2012/05/17

社会保障と税の一体改革

 社会保障と税の一体改革に関する衆院特別委員会は、消費増税法案など関連7法案の実質審議に入りました。

 しかし、マスコミが報じるのは、一体改革の中身の話よりも、主には消費税と政局の話のように思えます。

 ですから、国民の関心の多くは、消費税率の引き上げに向けられていますが、健康保険や年金の制度改革が、消費税と同等の負担増になることがあまり知られていません。実際は、消費税を5%上げるだけでは財源が全く足らないのです。

 大和総研の試算では、健康保険や厚生年金の料率変更などによって給与から天引きされる金額が増え、夫婦の一方だけが働く年収500万円(手取り429万円)の4人世帯では、可処分所が2016年に年間で17万円も減少するそうです。同じように、年収1,000万円(手取り781万円)の世帯では、可処分所が年間55万円減少するそうです。

 また、厚生年金への加入義務の対象を広げる動きもあります。2016年度からは週20時間以上で、勤続1年以上、年収94万円以上(従業員501人以上の企業のみ。)に広げようとしています。

 健康保険料率の引き上げや年金の加入枠の拡大は増税と変わらない影響があり、多くの方には、むしろ、こちらの方が負担感が重いかもしれません。

 そして、健康保険や厚生年金の料率変更は労使折半ですから個人だけでなく、企業にとっても大きな負担増になります。
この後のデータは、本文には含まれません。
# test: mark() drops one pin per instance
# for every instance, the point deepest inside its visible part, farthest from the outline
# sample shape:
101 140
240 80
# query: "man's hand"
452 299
 これまで企業は国際競争に打ち勝つために、総人件費を上げないように努力してきましたが、健康保険や厚生年金の料率変更による人件費の膨張は、確実に企業の競争力を弱めることになると思いますが、対策は議論されていません(北欧ですら、企業に対し競争力を弱める負担を求めていないのに、日本の無策にはあきれます。)。

 小沢一郎は消費税増税に反対していますが、増税が無くてもそれ以外で負担は増えていきます。財政の持続性と世代間の公平性などを考えても、政府案以上の消費税増税は避けられないと思います。

 社会保障と税の一体改革に関する衆院特別委員会での中身の徹底した審議をお願いしたいと思います。